The differences end mostly at the conceptual ideal. In practice, the differences are much more nuance and this is where a lot of the confusion comes at, the implementation details.
__package__
When you run a script, there is not __package__
.
When you run a module, there is a package that the module belongs to. This alows you to detect whether the current python process was invoked upon a script or a module.
__name__
__name__
is the variable for the name of the current module.
When you run a script, the name is __main__
.
This is what allows the if __name__ == '__main__':
snippet to function.
Other files you import will retain their import name (i.e. import foo
will have the name of foo
)
When you run a module, the name is dotted notation.
python -m src.main
will have __name__
of src.main
in src/main.py
.
For imports, the name is simply the fully qualified import name.
import foo # foo.py will have __name__ of foo
from bar import baz # bar/baz.py will have the __name__ bar.baz
Relative vs. Absolute Imports
Imports can be absolute or relative. Absolute imports are anchored to the package root, while relative imports are anchored to the current file.
In my opinion, absolute imports are the clearest way to handle imports. Deep nesting might be a sign that your package is too complex and should be decomposed to more packages.
Relative imports have the merit that they allow entire subdirectories to be moved without rewriting the imports. This is a mild inconvenience though, as tooling is capable of rewriting imports automatically.
Relative imports are denoted by the use of a leading dot:
from . import bar # bar is a sibling module
from ...package import module # ../../package/module.py
sys.path
When the interpreter encounters an import
statement, it searches through the locations in sys.path
for a matching module.
This is how stdlib is automatically available to all scripts.
Understanding how sys.path
works is fundamental to understanding the difference between running a script or a module:
- when invoking a script, it’s containing directory is added to
sys.path
- when invoking a module, the root directory (current dir) is added to
sys.path
python src/main.py # src/ will be added to sys.path
# `import src.foo` will look for src/src/foo.py
python -m src.main # pwd will be added to sys.path
# `import src.foo` will look for src/foo/__init__.py
Do you see the difference? This makes it fundamentally impossible to execute a script as a module, unless the script is located in the root directory.
I’ll repeat this again:
A python script can be executed as a module IFF it is located in the root directory.

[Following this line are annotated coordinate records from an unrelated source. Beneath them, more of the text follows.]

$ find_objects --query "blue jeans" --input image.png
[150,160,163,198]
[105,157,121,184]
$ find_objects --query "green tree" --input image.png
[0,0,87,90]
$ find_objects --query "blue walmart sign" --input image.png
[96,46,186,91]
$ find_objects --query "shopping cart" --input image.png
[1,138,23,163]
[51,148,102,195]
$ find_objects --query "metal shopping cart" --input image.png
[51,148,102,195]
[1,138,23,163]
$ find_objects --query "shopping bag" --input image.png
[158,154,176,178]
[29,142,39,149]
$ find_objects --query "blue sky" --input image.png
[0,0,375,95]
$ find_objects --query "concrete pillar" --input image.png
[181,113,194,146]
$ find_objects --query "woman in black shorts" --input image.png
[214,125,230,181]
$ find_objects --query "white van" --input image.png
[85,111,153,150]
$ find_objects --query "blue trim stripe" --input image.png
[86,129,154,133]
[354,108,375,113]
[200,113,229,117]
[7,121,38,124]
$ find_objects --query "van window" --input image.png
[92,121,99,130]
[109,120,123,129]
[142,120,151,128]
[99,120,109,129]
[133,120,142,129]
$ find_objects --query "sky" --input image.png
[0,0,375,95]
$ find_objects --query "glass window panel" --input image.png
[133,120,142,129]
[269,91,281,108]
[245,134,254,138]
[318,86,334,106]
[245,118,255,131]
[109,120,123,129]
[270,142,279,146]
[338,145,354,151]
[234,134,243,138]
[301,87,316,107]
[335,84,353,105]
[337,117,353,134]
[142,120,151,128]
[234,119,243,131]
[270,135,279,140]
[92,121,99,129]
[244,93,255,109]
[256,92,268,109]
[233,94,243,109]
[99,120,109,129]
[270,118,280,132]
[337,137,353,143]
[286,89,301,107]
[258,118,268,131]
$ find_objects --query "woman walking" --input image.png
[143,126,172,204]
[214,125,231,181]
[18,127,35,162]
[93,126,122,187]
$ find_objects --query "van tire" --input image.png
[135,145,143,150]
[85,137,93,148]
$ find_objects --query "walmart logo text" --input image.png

If your script is elsewhere, you’re going to need to fudge with imports or sys.path
.
Never run a python script again
If you have a script and it’s far too much hassle to fully qualify it with python -m
, there are still solutions.
Using setuptools
or poetry
, you can setup script entrypoints.
When installing the local package, these build systems will create the shims to conveniently invoke the scripts.
I discovered this the hard way, when trying to get typer
to work correctly.
typer
works by importing the script, because typer
itself is what the python process was originally invoking.